If you can get down this way this weekend I'm pretty sure I can put you on your first speck...might not be a biggun, but I know a couple of spots that have been thick with spikes up to 14 inchers. I've also got a tip for a place a little further out where I've been told fish from 16"-20" are biting like the spikes where I fish.
:fishing:


----------



## Conrad (Feb 23, 2007)

Kaleb5000 said:


> well i got my yak this summer and started fishing salt my one and only goal was a redfish i watched fishing shows growing up and saw these guys down south catching reds and always wanted to do it. i accomplished a little more then first red i hope 2009 is even better.
> all from Kayak
> 1st redfish
> 1st speck
> ...



That's a good lists of firsts! One of my goals was to get a yak this year too...just money never worked out for me. I work in suppling the building industry...so that pretty much tells you where my money went!


----------



## Power Fisherman (Jun 4, 2007)

This year was a good one. I wanted to catch a nice tiger shark about 10 feet long. Got a 12 footer instead. Really nuts, guess we just got lucky that day. 










Here is the video on youtube: http://www.youtube.com/watch?v=_5bxbQFAoAg

Deaver


----------



## EyeScream (Sep 29, 2008)

Conrad said:


> If you can get down this way this weekend I'm pretty sure I can put you on your first speck...might not be a biggun, but I know a couple of spots that have been thick with spikes up to 14 inchers.
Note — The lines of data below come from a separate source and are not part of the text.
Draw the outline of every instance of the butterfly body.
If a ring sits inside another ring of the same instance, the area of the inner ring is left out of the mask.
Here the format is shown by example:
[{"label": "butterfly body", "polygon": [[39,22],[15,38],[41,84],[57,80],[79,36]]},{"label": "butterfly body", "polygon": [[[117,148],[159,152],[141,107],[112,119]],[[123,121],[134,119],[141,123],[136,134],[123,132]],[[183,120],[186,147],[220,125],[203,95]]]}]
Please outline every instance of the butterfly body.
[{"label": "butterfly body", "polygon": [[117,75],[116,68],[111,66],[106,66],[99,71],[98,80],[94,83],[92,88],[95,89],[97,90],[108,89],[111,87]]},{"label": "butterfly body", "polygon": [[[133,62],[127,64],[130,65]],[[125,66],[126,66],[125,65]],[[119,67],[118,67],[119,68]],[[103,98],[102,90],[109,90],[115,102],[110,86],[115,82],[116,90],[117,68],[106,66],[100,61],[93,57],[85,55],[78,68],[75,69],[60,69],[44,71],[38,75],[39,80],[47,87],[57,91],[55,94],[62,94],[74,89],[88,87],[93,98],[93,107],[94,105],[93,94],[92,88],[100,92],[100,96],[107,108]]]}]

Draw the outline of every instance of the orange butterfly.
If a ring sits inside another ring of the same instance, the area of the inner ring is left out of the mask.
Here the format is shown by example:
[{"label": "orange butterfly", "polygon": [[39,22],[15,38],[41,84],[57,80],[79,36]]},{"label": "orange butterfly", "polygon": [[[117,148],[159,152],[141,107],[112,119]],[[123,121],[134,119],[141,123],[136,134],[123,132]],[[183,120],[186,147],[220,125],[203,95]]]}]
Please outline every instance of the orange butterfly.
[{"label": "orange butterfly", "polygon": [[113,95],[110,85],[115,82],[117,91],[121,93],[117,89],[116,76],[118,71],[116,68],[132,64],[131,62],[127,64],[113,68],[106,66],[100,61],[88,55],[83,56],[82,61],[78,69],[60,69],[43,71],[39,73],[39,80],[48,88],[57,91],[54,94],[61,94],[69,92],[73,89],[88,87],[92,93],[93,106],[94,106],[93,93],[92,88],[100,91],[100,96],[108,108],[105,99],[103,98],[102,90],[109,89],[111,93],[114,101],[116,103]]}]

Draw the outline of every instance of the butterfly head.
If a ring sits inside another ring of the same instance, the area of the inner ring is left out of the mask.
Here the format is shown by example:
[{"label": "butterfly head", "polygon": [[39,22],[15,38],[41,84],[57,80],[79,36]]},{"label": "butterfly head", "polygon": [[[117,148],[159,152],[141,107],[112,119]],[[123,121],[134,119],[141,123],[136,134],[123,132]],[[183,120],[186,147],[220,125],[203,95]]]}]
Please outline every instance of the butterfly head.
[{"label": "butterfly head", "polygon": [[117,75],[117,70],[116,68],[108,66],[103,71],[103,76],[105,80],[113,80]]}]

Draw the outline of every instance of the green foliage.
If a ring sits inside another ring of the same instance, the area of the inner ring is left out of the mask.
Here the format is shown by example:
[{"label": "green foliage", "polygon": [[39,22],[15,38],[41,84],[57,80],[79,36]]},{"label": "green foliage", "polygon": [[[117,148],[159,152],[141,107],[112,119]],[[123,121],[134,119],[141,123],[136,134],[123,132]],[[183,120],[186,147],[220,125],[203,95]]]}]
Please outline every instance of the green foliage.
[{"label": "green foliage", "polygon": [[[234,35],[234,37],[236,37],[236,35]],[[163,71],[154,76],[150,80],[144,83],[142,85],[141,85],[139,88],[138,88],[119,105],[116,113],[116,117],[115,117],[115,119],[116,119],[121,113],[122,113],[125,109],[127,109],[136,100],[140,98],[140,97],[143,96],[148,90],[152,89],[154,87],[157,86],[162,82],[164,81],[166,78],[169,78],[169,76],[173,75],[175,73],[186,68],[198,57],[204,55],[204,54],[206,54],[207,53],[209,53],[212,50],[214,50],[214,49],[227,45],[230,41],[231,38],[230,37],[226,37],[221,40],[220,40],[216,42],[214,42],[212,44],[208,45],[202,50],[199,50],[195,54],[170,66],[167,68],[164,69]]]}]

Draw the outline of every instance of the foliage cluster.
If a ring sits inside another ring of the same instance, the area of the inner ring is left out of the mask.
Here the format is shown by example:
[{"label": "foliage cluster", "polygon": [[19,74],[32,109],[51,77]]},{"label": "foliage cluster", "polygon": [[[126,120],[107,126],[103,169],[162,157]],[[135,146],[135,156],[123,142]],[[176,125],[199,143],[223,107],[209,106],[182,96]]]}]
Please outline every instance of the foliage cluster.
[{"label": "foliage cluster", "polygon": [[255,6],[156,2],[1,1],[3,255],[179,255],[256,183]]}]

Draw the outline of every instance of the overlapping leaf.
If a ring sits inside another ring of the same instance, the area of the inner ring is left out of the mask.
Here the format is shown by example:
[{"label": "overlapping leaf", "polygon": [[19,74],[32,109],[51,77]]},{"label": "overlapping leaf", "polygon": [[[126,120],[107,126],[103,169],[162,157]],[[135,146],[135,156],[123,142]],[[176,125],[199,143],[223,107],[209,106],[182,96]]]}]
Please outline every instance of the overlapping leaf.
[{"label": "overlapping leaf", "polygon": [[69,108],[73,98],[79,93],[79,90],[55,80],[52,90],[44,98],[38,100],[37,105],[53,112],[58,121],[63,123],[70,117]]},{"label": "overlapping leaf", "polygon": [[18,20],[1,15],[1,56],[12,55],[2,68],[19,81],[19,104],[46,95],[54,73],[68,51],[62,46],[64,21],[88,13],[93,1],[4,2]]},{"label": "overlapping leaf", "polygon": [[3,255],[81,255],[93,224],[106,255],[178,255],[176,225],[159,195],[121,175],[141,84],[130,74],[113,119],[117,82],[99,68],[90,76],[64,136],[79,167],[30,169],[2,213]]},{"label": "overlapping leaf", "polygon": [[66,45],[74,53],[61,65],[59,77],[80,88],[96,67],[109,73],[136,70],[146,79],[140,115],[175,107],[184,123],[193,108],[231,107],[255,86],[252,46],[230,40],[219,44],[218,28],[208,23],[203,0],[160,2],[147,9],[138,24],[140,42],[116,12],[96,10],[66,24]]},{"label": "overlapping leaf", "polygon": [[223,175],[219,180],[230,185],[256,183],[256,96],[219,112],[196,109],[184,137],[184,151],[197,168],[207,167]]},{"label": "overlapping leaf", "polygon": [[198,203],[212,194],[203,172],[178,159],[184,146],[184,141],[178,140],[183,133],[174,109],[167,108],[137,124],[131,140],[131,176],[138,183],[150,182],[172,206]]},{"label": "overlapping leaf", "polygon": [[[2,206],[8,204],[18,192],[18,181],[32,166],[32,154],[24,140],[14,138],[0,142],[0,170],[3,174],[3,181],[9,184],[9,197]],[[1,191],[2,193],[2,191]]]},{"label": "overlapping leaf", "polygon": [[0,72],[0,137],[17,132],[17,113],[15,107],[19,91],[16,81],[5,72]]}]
I've also got a tip for a place a little further out where I've been told fish from 16"-20" are biting like the spikes where I fish.
> :fishing:


I truly appreciate your offer,in fact i am heading down to the banks tomorrow afternoon- Gilly21 and myself are heading out around 2 from raleigh. I am at his mercy though as we are heading down in his tackle shop on wheels.


----------



## Conrad (Feb 23, 2007)

Awesome with the 12 footer...I saw that on tx-sharkfishing. An old buddy of mine, Jay(NCSHARKER), used to be a regular fishing buddy of mine...but he moved to Wilmington and now I never hear from him anymore...I've fished with him twice this year, were we used to fish two or three days a week, and he'd crash on my couch all weekend...strange how people you think you know change on ya....Next year one of my goals is to get my own sharkin' set up...only problem is, I'm forced to be a team of one. If you don't have a boat or 4-wheel drive, it appears you're useless as a fishing buddy. Sad.


----------



## Conrad (Feb 23, 2007)

EyeScream said:


> I truly appreciate your offer,in fact i am heading down to the banks tomorrow afternoon- Gilly21 and myself are heading out around 2 from raleigh. I am at his mercy though as we are heading down in his tackle shop on wheels.


Well, I never get the offers, but it doesn't stop me from offering out what I can to my fellow fisherman. I fish EVERY weekend if I can...so it's an open invite.


----------



## Power Fisherman (Jun 4, 2007)

Conrad,

We all go throught stages in our lives when we fish and when we don't fish. I have fished with over 75 people I would consider as good friends, even if I do not call them regularly.

Deaver


----------



## TimKan7719 (Apr 4, 2008)

Conrad said:


> Tim, wow...sounds like you really helped make an impression for your kids there! I know my oldest daughter would love to be involved with that...heck, if you ever get bored, I'd like a shot at a striper bigger than my current biggest, which is my only one ever caught, which is 13" in length!!! lol


If you make it up to Northern VA its a deal, I have a 5 Bedroom house with only me at the moment and I love to fish. Or on a side note I am heading down to NC for Visit my older brother for christmas and going fishing with him the weekend after. So I will be in the OBX some were and hopefully catching fish, Dont know the location as of yet but he says we are going to catch fish( I think its his way of getting me to come visit so he can get more of my fishing gear.) But your more then welcome to come get some MD and Northern VA Stripers.


----------



## Conrad (Feb 23, 2007)

TimKan7719 said:


> If you make it up to Northern VA its a deal, I have a 5 Bedroom house with only me at the moment and I love to fish. Or on a side note I am heading down to NC for Visit my older brother for christmas and going fishing with him the weekend after. So I will be in the OBX some were and hopefully catching fish, Dont know the location as of yet but he says we are going to catch fish( I think its his way of getting me to come visit so he can get more of my fishing gear.) But your more then welcome to come get some MD and Northern VA Stripers.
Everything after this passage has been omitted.